Violences conjugales : "Fuir dans une extrême précarité, c’est très dur", témoigne une femme qui a quitté son domicile avec ses deux enfants
En 2019, après cinq années de coups et d'injures, Sandra* fuit son domicile avec ses deux enfants. Elle trouve un hôtel en urgence grâce au 115, mais elle n'a même pas de quoi payer un ticket de RER pour s'y rendre. "Je prenais les transports sans payer, avoue-t-elle. C’était très difficile et risqué, mais je le faisais quand même pour pouvoir dormir. Je n’avais rien, pas d’argent pour nourrir les enfants. S’il y avait un enfant avec un gâteau, je le cachais à mon fils pour qu’il puisse pas le voir parce que je ne pouvais pas lui acheter".
Sans aucune ressource, il faudra que Sandra patiente quatre mois pour toucher le RSA et soit logée par une association."Fuir dans une extrême précarité, c’est très dur. Il y a des femmes qui n’osent pas le faire, qui sont dans mon cas, qui ne travaillent pas, qui n’ont aucun revenu. Elles sont obligées d’encaisser les coups", raconte-t-elle.
Gérer les besoins immédiats après le départ, c'est l'objectif de l'aide universelle d'urgence, qui est officiellement mise en place le 1er décembre 2023. "On est sollicité pour verser cette aide dans un délai de trois à cinq jours donc très rapidement, explique Nicolas Grivel, le directeur de la Caisse nationale des allocations familiales.
"Les victimes peuvent se rendre à la Caf, téléphoner, effectuer une démarche en ligne…"
Nicolas Grivelle, le directeur de la Cafà franceinfo
"Ça va d’une aide minimale à 240 euros à peu près à une aide qui peut aller jusqu’à 1 300 euros pour les femmes seules avec au moins trois enfants et très peu de revenus", précise Nicolas Grivelle. L'aide est versée directement sur le compte de la victime, d'un de ses proches, ou d'une association qui l'accompagne.
Seule une femme sur quatre porte plainte
Pour la demander, il faut avoir déposé plainte il y a moins de 12 mois, d'ordonnance de protection ou par un signalement adressé au procureur de la République. "Une femme sur quatre va finalement porter plainte", relate Françoise Brié, directrice générale de la Fédération nationale solidarité femmes, qui s'appuie sur des statistiques de 2021. Elle appelle à élargir le dispositif : "Pouvoir obtenir cette aide universelle d’urgence à travers une attestation d’une association spécialisée. Pour nous, il est aussi important d’inclure un certain nombre de femmes en situation administrative complexe du fait du conjoint violent. On espère que c’est une première étape et que ça va être suivi d’améliorations".

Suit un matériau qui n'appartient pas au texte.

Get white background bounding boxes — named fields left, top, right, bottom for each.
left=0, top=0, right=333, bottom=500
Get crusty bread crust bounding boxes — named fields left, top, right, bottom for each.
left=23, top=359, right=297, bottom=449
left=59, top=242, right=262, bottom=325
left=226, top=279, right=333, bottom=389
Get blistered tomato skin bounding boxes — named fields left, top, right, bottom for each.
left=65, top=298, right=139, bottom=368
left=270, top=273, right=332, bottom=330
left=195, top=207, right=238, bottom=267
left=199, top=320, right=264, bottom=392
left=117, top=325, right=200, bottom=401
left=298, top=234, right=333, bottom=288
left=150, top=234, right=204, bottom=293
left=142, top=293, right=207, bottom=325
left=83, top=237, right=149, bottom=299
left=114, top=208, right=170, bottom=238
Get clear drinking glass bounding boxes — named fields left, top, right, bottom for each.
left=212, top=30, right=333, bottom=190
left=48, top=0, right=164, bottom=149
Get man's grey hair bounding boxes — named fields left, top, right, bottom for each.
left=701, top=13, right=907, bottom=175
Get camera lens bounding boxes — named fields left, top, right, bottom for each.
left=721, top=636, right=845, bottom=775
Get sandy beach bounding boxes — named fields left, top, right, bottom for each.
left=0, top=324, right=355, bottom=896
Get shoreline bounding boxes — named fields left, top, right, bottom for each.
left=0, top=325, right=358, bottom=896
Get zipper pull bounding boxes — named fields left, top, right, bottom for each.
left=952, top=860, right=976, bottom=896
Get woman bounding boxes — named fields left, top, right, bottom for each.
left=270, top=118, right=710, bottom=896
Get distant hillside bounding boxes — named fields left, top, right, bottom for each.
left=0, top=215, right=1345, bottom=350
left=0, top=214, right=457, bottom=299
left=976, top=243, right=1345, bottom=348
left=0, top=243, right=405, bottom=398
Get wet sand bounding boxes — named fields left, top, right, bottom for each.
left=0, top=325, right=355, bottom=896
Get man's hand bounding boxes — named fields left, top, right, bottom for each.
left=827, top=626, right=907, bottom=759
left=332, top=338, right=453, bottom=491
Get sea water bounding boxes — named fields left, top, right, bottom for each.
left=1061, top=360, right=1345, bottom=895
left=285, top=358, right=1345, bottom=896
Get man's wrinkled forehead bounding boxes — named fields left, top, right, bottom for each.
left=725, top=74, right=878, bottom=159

Pour les précaires cette aide cette aide sera non remboursable, pour celles qui le sont moins, il s'agira d'un prêt que le conjoint devra rembourser s'il est condamné par la justice. En 2022, près de 244 300 personnes ont été victimes de violences conjugales, soit 15% de plus que l'année précédente, selon les services de sécurité. Cette même année, 118 femmes ont été tuées par leur conjoint, selon le ministère de l'Intérieur.